While attending college myself I did a speech on literary censorship in elementary schools. I am not equating trigger warnings to censorship in every case, but the reasoning behind it is similar. While not a proponent of censorship, except for extreme cases, I can understand more the desire of elementary schools to avoid exposing “young” children to things that they may not be ready for. The problem is, college students aren’t children. Treating them the same way as a five year old that just picked up a copy of a sex manual is not the best way to view curriculum. Most of them have been through sex, among other things. Many black students in classrooms (such as myself) have most likely at one point, experienced racial discrimination. Female students may have, at one point, experienced an act of unwanted sexual aggression. Other students may have experienced some kind of dark moment that can be aroused back to conscience by the lines of an author, philosopher, or public speaker. But is this any reason to shirk away from them?
No professor has a written biography of every student they come in contact with so as to markup “trigger warning” next to every instance of personal distress. They have to trust that the students, knowing fully the class they signed up for, are ready and mature enough to face the curriculum. Is it important to make sure that classrooms are open spaces: yes. Absolutely. But, should professors treat their students as absentee children, inspecting every Orwellian phrase or Mark Twain colloquialism with the utmost attention of a parent trying to make sure that their child isn’t splintered, grazed or beleaguered? We have to assume that sometimes there will be things that will make students uncomfortable. Once they graduate, students might feel uncomfortable in a whole array of places. But that isn’t a reason to ignore them in college classrooms. This is, of course, not to say that anyone should introduce curriculum with the intent of making students uncomfortable. But without the fear or trepidation that they will become uncomfortable at certain points.

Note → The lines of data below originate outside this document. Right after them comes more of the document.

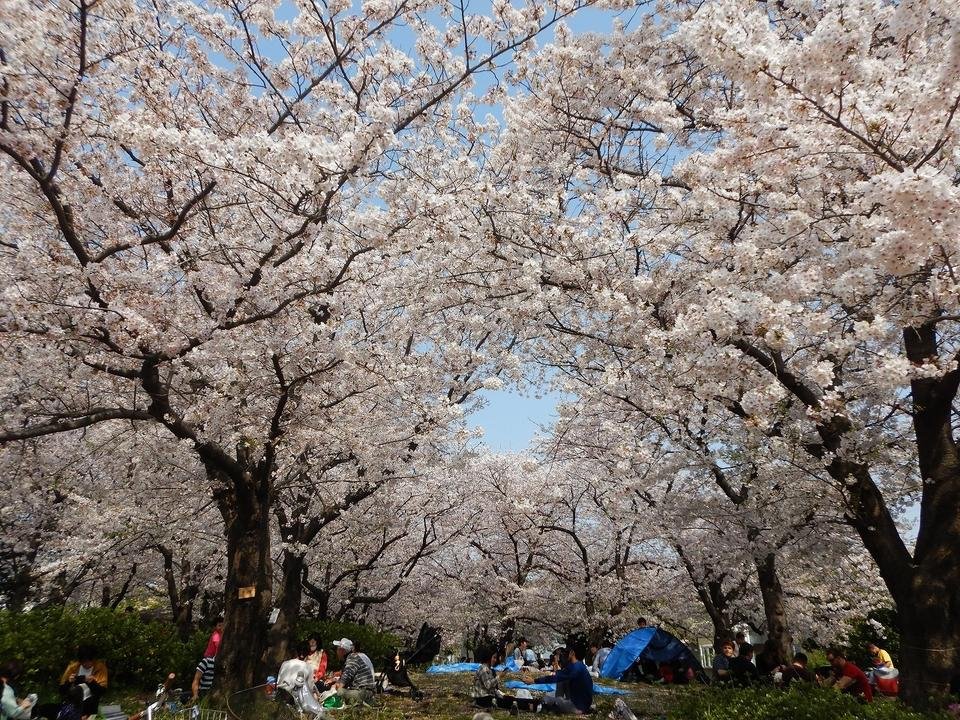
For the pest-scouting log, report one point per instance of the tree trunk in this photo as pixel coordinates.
(281, 635)
(774, 607)
(929, 606)
(930, 634)
(248, 592)
(716, 602)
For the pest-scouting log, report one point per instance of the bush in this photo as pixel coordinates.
(378, 645)
(798, 703)
(138, 653)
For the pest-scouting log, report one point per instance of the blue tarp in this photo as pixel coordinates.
(550, 687)
(647, 643)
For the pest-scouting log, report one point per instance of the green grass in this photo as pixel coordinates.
(447, 697)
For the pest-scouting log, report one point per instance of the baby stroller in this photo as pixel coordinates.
(295, 683)
(396, 681)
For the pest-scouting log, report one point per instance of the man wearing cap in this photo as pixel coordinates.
(356, 682)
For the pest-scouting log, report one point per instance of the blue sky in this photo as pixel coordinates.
(510, 419)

College is supposed to challenge, not placate you. Through that challenge students grow in their understanding and also their preparation for real life. Hampering this only serves as a protection shield. And it goes beyond the trigger warning: it extends to abolishing speakers with a different viewpoint, trying to shut down debates, or take a contentious matter and constrain it to the point where the matter hardly exists anymore. College students are not your children to protect: they’re young adults who, more than anything, need preparation. Preparation isn’t always comfortable, but in the long run, it is necessary for the molding of tomorrow’s leaders.